Nach der Beschreibung der zwei Typen von Kostenvoranschlägen wollen wir uns jetzt mit dem Aspekt der Genauigkeit des Kostenvoranschlags befassen.

Aspekte der Kostenunsicherheit

Es ist eine Tatsache, dass die Kosten beim Bauen nie ganz genau budgetiert werden können. Unsicherheiten der Kostenprognose gibt es immer.

Bei der nachfolgenden Diskussion setzen wir voraus, dass ein genehmigter Kostenvoranschlag vorliegt. Wir gehen nun den wichtigsten Ursachen nach, die im Rahmen der Bauausführung bis zur Schlussabrechnung zu einem zusätzlichen finanziellen Mittelbedarf führen können.

  • Mehrkosten Typ 1: Marktpreise sind höher als Preise im Kostenvoranschlag (KV)

Im KV basieren die einzelnen Positionen auf Schätzpreisen oder Richtofferten, teilweise auch schon auf Marktofferten. Je näher man dem Baubeginn rückt, desto grösser ist der Anteil der Marktofferten. Näheres dazu siehe die Ausführungen zum Thema des Kostenvoranschlages zum Zeitpunkt des Baubeschlusses (revidierter Kostenvoranschlag). Bei noch nicht ausgeschriebenen KV-Positionen ist es stets möglich, dass die budgetierten Beträge nicht ausreichen, um sie im Markt zu beschaffen.

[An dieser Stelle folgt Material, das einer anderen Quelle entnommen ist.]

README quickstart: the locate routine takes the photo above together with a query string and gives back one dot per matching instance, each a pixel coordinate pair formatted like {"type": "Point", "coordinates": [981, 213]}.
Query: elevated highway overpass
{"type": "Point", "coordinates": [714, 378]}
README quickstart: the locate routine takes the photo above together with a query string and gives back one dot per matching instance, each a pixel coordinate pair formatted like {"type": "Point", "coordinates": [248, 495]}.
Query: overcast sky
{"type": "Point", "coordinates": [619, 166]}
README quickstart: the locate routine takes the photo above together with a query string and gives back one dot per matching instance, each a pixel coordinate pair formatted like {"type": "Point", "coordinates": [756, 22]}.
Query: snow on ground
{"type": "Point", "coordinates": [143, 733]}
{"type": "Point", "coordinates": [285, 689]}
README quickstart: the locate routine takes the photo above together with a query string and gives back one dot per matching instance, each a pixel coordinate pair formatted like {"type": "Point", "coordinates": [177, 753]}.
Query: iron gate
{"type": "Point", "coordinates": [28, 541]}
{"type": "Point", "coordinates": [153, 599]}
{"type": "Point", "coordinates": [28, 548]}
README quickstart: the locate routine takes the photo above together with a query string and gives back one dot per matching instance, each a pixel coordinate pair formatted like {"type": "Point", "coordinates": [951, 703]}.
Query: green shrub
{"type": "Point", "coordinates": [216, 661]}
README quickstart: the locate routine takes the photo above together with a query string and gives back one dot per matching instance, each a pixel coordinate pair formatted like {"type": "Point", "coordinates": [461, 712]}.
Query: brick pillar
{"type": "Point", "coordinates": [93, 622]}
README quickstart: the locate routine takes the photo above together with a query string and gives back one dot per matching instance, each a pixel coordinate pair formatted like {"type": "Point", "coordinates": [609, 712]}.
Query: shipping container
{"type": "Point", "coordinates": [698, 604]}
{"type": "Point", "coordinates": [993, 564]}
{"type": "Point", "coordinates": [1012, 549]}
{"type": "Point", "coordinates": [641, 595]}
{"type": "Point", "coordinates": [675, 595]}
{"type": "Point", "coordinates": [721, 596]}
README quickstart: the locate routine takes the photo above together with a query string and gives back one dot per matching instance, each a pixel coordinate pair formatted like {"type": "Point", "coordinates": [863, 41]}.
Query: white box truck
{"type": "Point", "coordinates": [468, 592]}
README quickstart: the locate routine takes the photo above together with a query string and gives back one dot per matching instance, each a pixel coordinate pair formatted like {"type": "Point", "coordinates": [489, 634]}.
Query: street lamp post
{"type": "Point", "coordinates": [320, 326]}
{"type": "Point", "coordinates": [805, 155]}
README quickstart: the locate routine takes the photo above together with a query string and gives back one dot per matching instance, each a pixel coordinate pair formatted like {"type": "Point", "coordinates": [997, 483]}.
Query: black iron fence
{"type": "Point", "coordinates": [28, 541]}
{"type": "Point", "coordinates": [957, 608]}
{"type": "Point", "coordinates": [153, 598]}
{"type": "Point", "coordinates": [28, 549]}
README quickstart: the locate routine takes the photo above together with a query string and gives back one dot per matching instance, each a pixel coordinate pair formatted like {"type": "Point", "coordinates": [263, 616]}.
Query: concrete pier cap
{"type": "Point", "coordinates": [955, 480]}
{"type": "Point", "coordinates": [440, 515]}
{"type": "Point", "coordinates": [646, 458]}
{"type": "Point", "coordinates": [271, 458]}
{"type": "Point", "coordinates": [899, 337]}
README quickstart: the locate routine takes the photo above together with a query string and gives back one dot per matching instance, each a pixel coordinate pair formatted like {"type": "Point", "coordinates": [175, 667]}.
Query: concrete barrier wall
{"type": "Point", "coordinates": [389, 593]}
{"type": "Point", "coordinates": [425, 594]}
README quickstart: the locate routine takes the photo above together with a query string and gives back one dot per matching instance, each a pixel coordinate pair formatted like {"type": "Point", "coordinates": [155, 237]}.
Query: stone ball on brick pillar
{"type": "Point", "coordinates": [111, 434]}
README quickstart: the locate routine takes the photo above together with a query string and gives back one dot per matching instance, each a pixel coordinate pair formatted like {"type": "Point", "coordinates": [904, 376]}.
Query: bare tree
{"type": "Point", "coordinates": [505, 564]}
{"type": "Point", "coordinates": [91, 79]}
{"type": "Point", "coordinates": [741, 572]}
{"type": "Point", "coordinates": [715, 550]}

Dieses Risiko ist ein Marktrisiko und kein Projektrisiko. Es wird daher nicht aus den offenen Reserven finanziert.

  • Mehrkosten Typ 2: Mängel und Ungenauigkeiten bei der Ausschreibung

Bei diesem Typ von Mehrkosten geht es um mangelhafte und ungenaue Leistungsverzeichnisse. Die Mehrkosten haben nichts mit dem Markt zu tun (wie die Mehrkosten Typ 1), sondern mit der Qualität der Leistungsverzeichnisse, welche von der Bauleitung erstellt werden. Mängel und Ungenauigkeiten bei Leistungsverzeichnissen können in mannigfaltiger Form auftreten. Beispiele dafür finden sich bei den Ausführungen über verdeckte Reserven (Ausmassreserven).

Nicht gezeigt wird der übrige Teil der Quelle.